Le marché du carbone déserté par les entreprises

QUÉBEC — Les entreprises ont boudé le dernier encan du marché du carbone, qui a rapporté cinq fois moins au gouvernement québécois que le précédent.

À peine le sixième des droits d’émission mis en vente aux enchères le 22 février ont trouvé preneur, révèlent les résultats publiés hier par les gouvernements du Québec et de Californie. Ce résultat est une « catastrophe » aux yeux de Pierre-Olivier Pineau, titulaire de la Chaire de gestion du secteur de l’énergie à HEC Montréal.

« Pour que la lutte contre les changements climatiques fonctionne, il faut que le marché fonctionne, a résumé M. Pineau.
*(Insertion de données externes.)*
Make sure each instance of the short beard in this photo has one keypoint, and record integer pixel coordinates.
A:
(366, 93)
Et c’est un signe de dysfonctionnement profond. »

Les produits de la vente aux enchères sont versés dans le Fonds vert, qui sert à financer des initiatives de lutte contre les changements climatiques. La récolte de 29 millions annoncée hier est largement inférieure aux 157 millions recueillis lors du précédent encan en novembre.

scepticisme

Selon Jean-Thomas Bernard, professeur à l’Université d’Ottawa spécialisé dans les questions énergétiques, les résultats du dernier encan traduisent le scepticisme des entreprises qui sont assujetties au marché.

« Il y a quand même beaucoup d’entreprises qui ne prennent pas ça au sérieux et qui se disent qu’à un moment donné, ça va s’écraser et que le gouvernement va redonner l’argent à ceux qui ont acheté des droits d’émission. »
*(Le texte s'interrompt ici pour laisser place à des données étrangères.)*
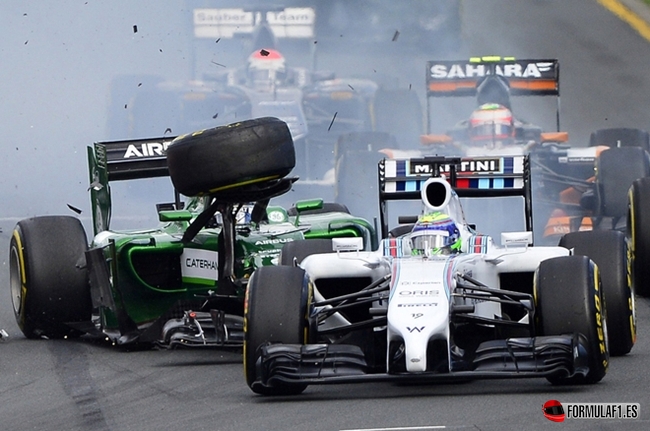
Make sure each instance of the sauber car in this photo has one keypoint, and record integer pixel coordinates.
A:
(268, 81)
(400, 314)
(182, 282)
Le marché du carbone est la pièce maîtresse de Québec pour lutter contre les changements climatiques. Le gouvernement impose aux pollueurs industriels un plafond des émissions de gaz à effet de serre, qu’il abaisse progressivement. Il vend aux enchères des droits de polluer que les entreprises peuvent s’échanger.

embûches

Le Québec et la Californie ont fusionné leurs marchés du carbone en 2014. L’Ontario doit les rejoindre en 2018.

Or, plusieurs embûches ont plombé le marché du carbone ces derniers mois. En outre, la Chambre de commerce de la Californie a intenté une poursuite pour contester la légalité du programme dans l’État.

La poursuite, qui se trouve devant la Cour d’appel de la Californie, a pesé sur les ventes aux enchères en 2016. Seulement 11 % des droits de polluer ont trouvé preneur aux enchères de mai. En août, 35 % des offrandes ont été vendues.

On avait observé un rebond lors du dernier encan de 2016, en novembre, mais cette embellie a été de courte durée.

Le ministre de l’Environnement, David Heurtel, a refusé la demande d’entrevue de La Presse, hier. Dans un communiqué, il a vanté « cet outil de fiscalité verte [qui] contribue à la modernisation et au développement durable de notre économie ».

Selon le porte-parole de Greenpeace, Patrick Bonin, ces résultats prouvent que Québec doit donner un « sérieux coup de barre » dans sa stratégie climatique.